Diabetes insipidus (DI), be it from central or from nephrogenic origin, has to be differentiated from primary polydipsia. This differentiation is crucial since wrong treatment can have dangerous consequences. For decades, the "gold standard" for differential diagnosis has been the standard water deprivation test. However, this test has several limitations leading to an overall limited diagnostic accuracy. In addition, the test has a long duration of 17 h and is cumbersome for patients. Also clinical signs and symptoms and MRI characteristics overlap between patients with DI and primary polydipsia. Direct measurement of arginine vasopressin (AVP) upon osmotic stimulation was first shown to overcome these limitations, but failed to enter clinical practice mainly due to technical limitations of the AVP assay. Copeptin is secreted in equimolar ratio to AVP, mirroring AVP concentrations in the circulation. We have shown that copeptin, without prior fluid deprivation, identifies patients with nephrogenic DI. For the more difficult differentiation between central DI and primary polydipsia, a copeptin level of 4.9 pmol/L stimulated with hypertonic saline infusion differentiates between these 2 entities with a high diagnostic accuracy and is superior to the water deprivation test.
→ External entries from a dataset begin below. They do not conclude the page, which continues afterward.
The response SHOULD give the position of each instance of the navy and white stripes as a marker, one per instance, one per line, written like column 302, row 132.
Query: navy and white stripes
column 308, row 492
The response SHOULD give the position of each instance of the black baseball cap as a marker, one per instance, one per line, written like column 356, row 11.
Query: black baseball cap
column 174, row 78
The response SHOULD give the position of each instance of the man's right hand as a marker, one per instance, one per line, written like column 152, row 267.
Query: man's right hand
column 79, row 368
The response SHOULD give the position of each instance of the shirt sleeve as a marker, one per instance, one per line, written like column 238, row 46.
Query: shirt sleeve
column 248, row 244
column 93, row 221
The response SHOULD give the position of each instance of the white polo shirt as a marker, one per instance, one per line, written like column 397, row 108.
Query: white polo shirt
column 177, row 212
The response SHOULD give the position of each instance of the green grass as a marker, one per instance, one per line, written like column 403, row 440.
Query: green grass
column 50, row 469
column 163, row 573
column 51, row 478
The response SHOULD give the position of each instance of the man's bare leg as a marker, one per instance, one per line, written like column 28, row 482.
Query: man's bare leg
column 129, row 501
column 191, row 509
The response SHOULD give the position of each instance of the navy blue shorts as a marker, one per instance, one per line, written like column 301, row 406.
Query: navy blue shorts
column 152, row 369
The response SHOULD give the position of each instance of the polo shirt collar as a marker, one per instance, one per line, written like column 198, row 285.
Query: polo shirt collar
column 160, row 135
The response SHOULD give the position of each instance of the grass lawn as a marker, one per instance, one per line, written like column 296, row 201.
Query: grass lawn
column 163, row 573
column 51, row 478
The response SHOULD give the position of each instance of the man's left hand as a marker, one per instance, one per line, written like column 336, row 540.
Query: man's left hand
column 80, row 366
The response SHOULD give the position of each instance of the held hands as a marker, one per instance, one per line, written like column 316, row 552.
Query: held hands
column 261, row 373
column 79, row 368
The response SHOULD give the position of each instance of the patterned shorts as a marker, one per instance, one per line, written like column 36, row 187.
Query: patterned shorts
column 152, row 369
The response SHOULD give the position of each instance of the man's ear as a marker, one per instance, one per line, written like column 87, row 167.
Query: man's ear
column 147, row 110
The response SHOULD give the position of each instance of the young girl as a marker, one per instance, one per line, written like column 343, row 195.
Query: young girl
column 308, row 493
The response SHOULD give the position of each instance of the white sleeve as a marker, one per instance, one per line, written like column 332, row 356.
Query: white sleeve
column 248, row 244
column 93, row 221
However, it is important to note that close and regular sodium monitoring every 30 min during the hypertonic saline test is a prerequisite, which is not possible in all hospitals. Furthermore, side effects are common. Therefore, a nonosmotic stimulation test would be advantageous. Arginine significantly stimulates copeptin and therefore is a novel, so far unknown stimulus of this peptide. Consequently, infusion of arginine with subsequent copeptin measurement was shown to be an even simpler and better tolerated test, but head to head comparison is still lacking.

摘要

尿崩症(DI),无论是中枢性还是肾源性,都必须与原发性多尿症区分开来。这种区分非常重要,因为错误的治疗可能会产生危险的后果。几十年来,区分诊断的“金标准”一直是标准的禁水试验。然而,该试验存在一些限制,导致总体诊断准确性有限。此外,该试验持续时间长达 17 小时,对患者来说很繁琐。此外,DI 和原发性多尿症患者的临床症状和 MRI 特征存在重叠。渗透刺激下精氨酸血管加压素(AVP)的直接测量首先被证明可以克服这些限制,但由于 AVP 测定的技术限制,未能进入临床实践。 copeptin 与 AVP 以等摩尔比例分泌,反映了循环中的 AVP 浓度。我们已经表明,在没有预先进行液体剥夺的情况下,copeptin 可以识别出肾源性 DI 患者。对于更难区分中枢性 DI 和原发性多尿症,高渗盐水输注刺激下 4.9 pmol/L 的 copeptin 水平可以区分这两种疾病,具有较高的诊断准确性,优于禁水试验。然而,需要注意的是,在高渗盐水试验期间每 30 分钟进行密切和定期的钠监测是前提条件,并非所有医院都能做到。此外,副作用很常见。因此,非渗透刺激试验将是有利的。精氨酸可显著刺激 copeptin,因此是这种肽的一种新的、迄今为止未知的刺激物。因此,精氨酸输注后随后进行 copeptin 测量被证明是一种更简单、耐受性更好的试验,但仍缺乏头对头比较。